The ligand effect of electron-poor phosphines in the concerted metalation-deprotonation (CMD) process for intramolecular direct arylation was experimentally and theoretically demonstrated. The ligand acceleration effect (LAE) for the intramolecular direct arylation of 1-bromo-2-(phenoxymethyl)benzene increased in the following order: P(BFPy)3 > P{3,5-(CF3)2-C6H3}3 > PCy3 > P(3,4,5-F3-C6H2)3 > P(4-F-C6H4)3 = PPh3 ≫ P(C6F5)3. The use of highly electron-poor P(BFPy)3 allowed the catalyst loading to be decreased up to 0.01 mol%. The LAE is roughly proportional to the electronic effect of the phosphine ligand. The LAE was not observed in the case of P(C6F5)3 because of its lack of coordination ability for Pd(OAc)2, as confirmed by 31P NMR spectroscopy. The donating PCy3 ligand showed a higher LAE than PPh3. The relative activation free energies (ΔG≠) of the CMD process calculated by the density functional theory (DFT) at the M06-2X/6-31G(d) level with LANL2DZ showed the same trend as the experimental results.
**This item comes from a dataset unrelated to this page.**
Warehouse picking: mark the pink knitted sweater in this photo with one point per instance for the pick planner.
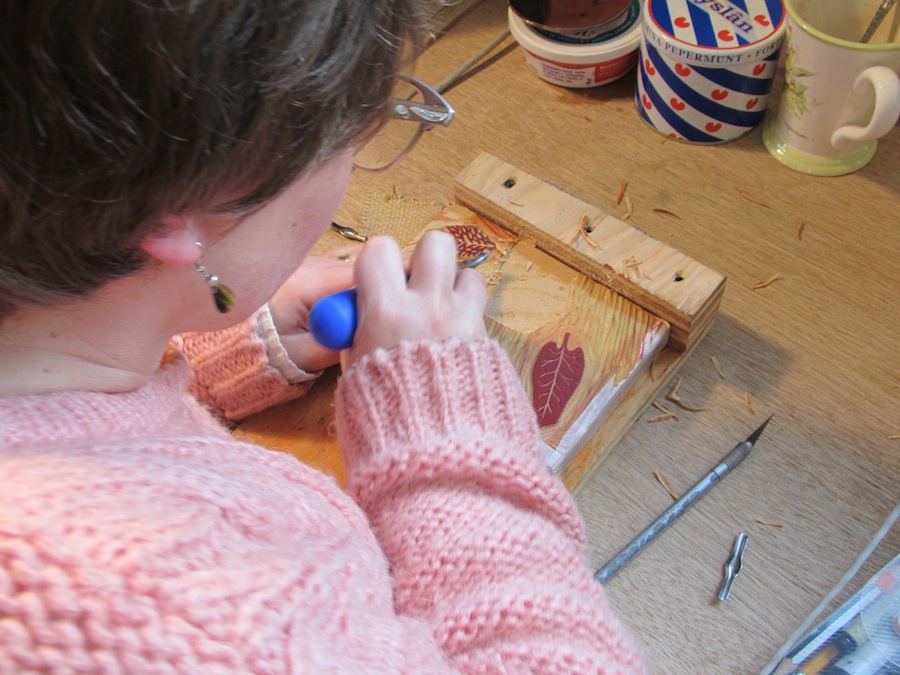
(138, 536)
The LAE in CMD was further evaluated by DFT calculations using two approaches: (1) fragment energy analysis and (2) evaluation of NBO deletion energy in transition states in CMD. The results of the first technique indicated that the conformational change in PCy3 results in increase of activation energy (ΔE≠) in compared with PAr3 systems. The use of the second technique clarified that the highly electron-poor P(BFPy)3 ligand stabilized the CAr→Pd interaction and the electron-donating PCy3 stabilized the O→H⋯CAr interaction in the transition state in CMD.